OUR LADY OF EUROPE
A True Story
When I was 12, I saw Europe.
It was 1985. We were stationed in France for three years while my father performed scientific work on behalf of NOAA. It was an irregular situation since France left NATO years before. My parents immediately recognized the opportunity for what it was – spectacular. After navigating around a destination change to the Everglades, my father left to start his new job. Then my mother packed up the house in Seattle. Before we knew it, we boarded a TWA flight bound for Paris.
My mother quickly instituted a new family mantra: “We’re in Europe. We’re going to see Europe!” And by George, we saw Europe. Remarkably, that was all but five countries in three years.
And that is why I saw Europe from the backseat of a blue Volvo 240 GL.
Within a week of arriving in the suburbs of Paris, we took an overnight train north. The train loaded onto a ferry, and a day later we found ourselves at the Volvo factory in Gothenburg, Sweden. It was there we picked up our beautiful car, the Tank.
Order was established quickly. My father drove. My mother never sat in the backseat. I always sat on the right side in the back while my brother sat on the left. The seat was covered with comfortable dark blue material. If I scooted down a few inches, my head would comfortably rest against the top edge of the backseat. It was the perfect place to take one of those languid teenage naps. At least, until my brother woke me up. Or we arrived.
On weekends and French holidays, we would load into the Tank and take off. Sooner or later, my brother and I would get hungry. We took a cue from the VHS recordings friends sent us of “The Cosby Show” and “Family Ties” and act like the immature American teenagers we were. We would sing one of the McDonald’s theme songs ad nauseum until my parents capitulated or my mother threatened us. To this day, “Two all beef patties, special sauce, lettuce, cheese…” takes me right back to my spot in the Tank as my brother and I bonded in mutual conspiracy. But most of the time, we would plug our headphones into individual cassette-playing boomboxes that rested in the middle seat between us and listen to music. They were soon replaced by newly released Sony Walkmans. My parents would pay for blissful silence at any price.
Once a month we would drive from Paris to Chievres Air Force Base in Belgium to buy staples unavailable in Paris, like Iceberg lettuce and peanut butter. (All of us now prefer the ever-so-French Spring Mix and ham.) We always came back with piles of books and magazines. Best of all, we got to pick out new music. My father used to joke that the Tank dragged all the way home on trip south. To be certain, my brother and I always rested our feet on flats of sodas and canned string beans. We didn’t care. We were lost in the latest issue of X-Men or Sweet Valley High novelette.
We also learned how to drive from the backseat.

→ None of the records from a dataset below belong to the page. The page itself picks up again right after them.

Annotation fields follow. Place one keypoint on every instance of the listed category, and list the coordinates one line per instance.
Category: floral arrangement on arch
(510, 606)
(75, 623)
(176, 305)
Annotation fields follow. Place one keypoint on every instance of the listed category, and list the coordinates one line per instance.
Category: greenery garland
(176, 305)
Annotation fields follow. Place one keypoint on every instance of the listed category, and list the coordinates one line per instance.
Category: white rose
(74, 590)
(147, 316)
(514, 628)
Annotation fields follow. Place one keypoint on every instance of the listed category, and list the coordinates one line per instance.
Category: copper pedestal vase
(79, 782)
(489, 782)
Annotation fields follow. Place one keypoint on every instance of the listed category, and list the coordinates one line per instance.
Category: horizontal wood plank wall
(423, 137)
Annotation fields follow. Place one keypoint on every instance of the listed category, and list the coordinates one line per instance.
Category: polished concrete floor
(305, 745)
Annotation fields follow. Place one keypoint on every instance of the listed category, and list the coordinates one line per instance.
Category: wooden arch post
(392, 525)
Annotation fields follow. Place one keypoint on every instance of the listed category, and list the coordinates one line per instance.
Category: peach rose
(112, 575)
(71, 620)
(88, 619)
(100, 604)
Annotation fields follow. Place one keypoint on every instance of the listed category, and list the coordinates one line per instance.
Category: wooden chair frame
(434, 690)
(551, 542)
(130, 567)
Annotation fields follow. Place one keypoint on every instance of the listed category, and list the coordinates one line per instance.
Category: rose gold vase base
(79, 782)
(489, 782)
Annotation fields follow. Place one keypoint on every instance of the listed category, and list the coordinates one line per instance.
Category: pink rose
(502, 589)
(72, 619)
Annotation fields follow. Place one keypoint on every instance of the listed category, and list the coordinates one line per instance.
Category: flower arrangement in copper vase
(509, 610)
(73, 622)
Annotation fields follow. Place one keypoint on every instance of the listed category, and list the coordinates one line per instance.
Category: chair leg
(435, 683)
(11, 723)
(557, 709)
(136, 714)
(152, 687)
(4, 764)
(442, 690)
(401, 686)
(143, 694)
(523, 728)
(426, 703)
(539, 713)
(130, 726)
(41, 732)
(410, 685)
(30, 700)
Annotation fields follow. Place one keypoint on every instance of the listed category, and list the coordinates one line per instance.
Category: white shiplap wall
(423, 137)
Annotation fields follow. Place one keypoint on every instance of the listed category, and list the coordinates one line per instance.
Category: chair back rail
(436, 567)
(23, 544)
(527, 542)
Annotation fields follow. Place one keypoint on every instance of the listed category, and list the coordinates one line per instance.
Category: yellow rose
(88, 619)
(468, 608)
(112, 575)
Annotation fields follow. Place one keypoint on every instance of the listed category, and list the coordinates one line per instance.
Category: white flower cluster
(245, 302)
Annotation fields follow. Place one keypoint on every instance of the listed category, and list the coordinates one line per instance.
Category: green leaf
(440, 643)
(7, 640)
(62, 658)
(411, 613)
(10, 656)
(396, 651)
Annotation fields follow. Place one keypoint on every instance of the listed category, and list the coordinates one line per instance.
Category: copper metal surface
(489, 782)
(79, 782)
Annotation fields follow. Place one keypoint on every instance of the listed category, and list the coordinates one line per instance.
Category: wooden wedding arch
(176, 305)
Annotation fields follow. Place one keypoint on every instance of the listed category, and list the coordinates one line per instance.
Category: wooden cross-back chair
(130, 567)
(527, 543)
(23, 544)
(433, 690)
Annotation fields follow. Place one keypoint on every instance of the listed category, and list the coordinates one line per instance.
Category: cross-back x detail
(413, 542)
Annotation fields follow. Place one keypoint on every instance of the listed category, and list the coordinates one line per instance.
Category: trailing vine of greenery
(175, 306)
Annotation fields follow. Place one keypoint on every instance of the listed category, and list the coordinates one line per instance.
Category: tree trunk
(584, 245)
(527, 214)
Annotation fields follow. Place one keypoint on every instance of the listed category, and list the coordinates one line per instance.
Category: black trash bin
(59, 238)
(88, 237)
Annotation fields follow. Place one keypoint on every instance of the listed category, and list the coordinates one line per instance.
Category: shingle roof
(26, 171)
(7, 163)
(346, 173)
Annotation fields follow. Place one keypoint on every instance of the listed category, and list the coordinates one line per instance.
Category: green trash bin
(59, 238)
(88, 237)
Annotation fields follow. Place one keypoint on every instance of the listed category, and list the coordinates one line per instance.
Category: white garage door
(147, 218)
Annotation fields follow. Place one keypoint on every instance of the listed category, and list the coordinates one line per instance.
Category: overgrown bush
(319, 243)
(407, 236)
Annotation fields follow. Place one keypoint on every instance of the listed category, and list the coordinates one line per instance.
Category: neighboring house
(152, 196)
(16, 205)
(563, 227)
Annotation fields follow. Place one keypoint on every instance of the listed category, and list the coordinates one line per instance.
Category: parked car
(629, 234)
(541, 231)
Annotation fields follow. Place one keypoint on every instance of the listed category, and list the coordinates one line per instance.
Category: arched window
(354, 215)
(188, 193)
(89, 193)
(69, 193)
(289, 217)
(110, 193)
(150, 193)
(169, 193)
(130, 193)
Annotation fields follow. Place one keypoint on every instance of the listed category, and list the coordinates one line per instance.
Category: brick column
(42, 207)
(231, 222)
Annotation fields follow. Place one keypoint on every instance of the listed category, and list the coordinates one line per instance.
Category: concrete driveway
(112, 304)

My mother developed a particular style of driving as offense against crazy drivers. At the time, France had a very long and labored driving requirement to receive a driver’s license. Despite the significant obstacles to obtaining one, it still resulted in many drivers who couldn’t drive. They would pile into their tiny cars: the Citroens, Renaults, Fiats, and drive like bats out of hell. Sorry, is that a line? They would cut in from a 90 degree angle, all the while gesturing madly through the window. My mother, of stout Scandinavian stock by way of Montana, decided this was a bunch of nonsense. She developed a technique to use in these situations. If another driver attempted to engage personally in an inappropriate fashion from the right, she would stare at their front left tire. Before long the other driver would glance at it as if to see what was wrong. Now, it is impossible to see the front left tire from the driver’s position behind the steering wheel, yet this never stopped the attempts to see it. From my superior position in the backseat, I was fascinated. From my father’s position, it was a way to edge the Tank up a bit further when the opening came and block that ridiculous person from cutting in. Make no mistake, driving in France was all sport.
Then there was the rest of Europe. Winding down from the Eagle’s Nest, the Tank sheltered us through a fierce hailstorm that caused millions of dollars of damages in Germany. On our frequent visits to that country, we often encountered fog. My father would pop the high beams on and we’d watch out the front window in silence for tail lights to materialize in front of us. We spent one afternoon in a party on a highway when we made the mistake of leaving for Italy on August 1st during the continental pilgrimage south. Our trusty Tank was not one of the lesser vehicles that overheated and died on that highway.
Eventually we moved back to the United States. The Tank was shipped to our new home in Virginia. A few years later, my parents moved back to France. They took a new black Volvo sedan with them. My brother inherited the Tank. It ferried college kids and empty fast food wrappers to and fro. One day it finally died. The Tank had escorted my family across a kazillion miles of road safely.
The Tank is long gone but the memories remain. There were five of us on our grand adventure – my family of four and ou dear Tank. She was our Lady of Europe.